DSSR automatically detects all existing helical junctions in a nucleic acid structure, as illustrated by the following examples.

1l6b [all DNA Holliday junction structure of d(CCGGTACm5CGG)]

This is a simple four-way junction of type [0×0×0×0], where all bases are paired, leaving no connecting nts. The related portion of DSSR output is:

List of 1 junction(s)
   1 4-way junctions: 8 nts; [0x0x0x0]; linked by [#1, #2, #4, #3]
       1:A.DA6+1:A.DC7+2:B.DG14+2:B.DT15+2:A.DA6+2:A.DC7+1:B.DG14+1:B.DT15 [ACGTACGT]
       0 nts junction ; 1:A.DA6-->1:A.DC7 [AC]
       0 nts junction ; 2:B.DG14-->2:B.DT15 [GT]
       0 nts junction ; 2:A.DA6-->2:A.DC7 [AC]
       0 nts junction ; 1:B.DG14-->1:B.DT15 [GT]

Technically, note the following points:

• The four-way junction is derived from the biological assembly 1 (PDB file 1l6b.pdb1), which contains two copies of the asymmetric unit, delineated by MODEL/ENDMDL. By default, DSSR/3DNA works one structure at a time, corresponding to the first structure/model in a given PDB or mmCIF file. To take the biological assembly as a whole, and to avoid confusions with MODEL/ENDMDL delineated NMR entries, the ENDMDL record of the first model is commented out in the file (1l6b.pdb1), as below:

#ENDMDL                                                                          
MODEL        2                                                                  

• With the modified PDB file 1l6b.pdb1, the DSSR command can be run as x3dna-dssr -i=1l6b.pdb1, with the output going to stdout.
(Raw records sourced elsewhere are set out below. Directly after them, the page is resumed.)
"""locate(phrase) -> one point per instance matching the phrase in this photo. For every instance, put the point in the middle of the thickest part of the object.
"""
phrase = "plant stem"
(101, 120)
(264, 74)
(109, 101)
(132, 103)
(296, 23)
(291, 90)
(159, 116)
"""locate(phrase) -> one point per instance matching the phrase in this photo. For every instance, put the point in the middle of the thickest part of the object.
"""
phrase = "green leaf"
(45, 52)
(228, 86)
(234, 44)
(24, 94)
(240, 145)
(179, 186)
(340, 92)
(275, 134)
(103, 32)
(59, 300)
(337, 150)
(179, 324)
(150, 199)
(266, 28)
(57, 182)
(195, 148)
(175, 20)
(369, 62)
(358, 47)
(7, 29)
• The simplified schematic block png image was generated with the command below to create the Raster3D .r3d file (1l6b.r3d), which was then ray-traced using PyMOL.

blocview -r 1l6b.r3d 1l6b.pdb1

1egk [a four-way DNA/RNA junction]

This four-way junction consists of both DNA and RNA chains. Here the helical junction may not be that obvious by directly looking at the 3D image.

List of 1 junction(s)
   1 4-way junctions: 10 nts; [0x0x1x1]; linked by [#3, #-1, #4, #5]
       B.DC37+B.DT38+B.DA45+B.DC46+C.G109+C.A110+C.U111+D.DA130+D.DG131+D.DG132 [CTACGAUAGG]
       0 nts junction ; B.DC37-->B.DT38 [CT]
       0 nts junction ; B.DA45-->B.DC46 [AC]
       1 nts junction C.A110 [A]; C.G109-->C.U111 [GAU]
       1 nts junction D.DG131 [G]; D.DA130-->D.DG132 [AGG]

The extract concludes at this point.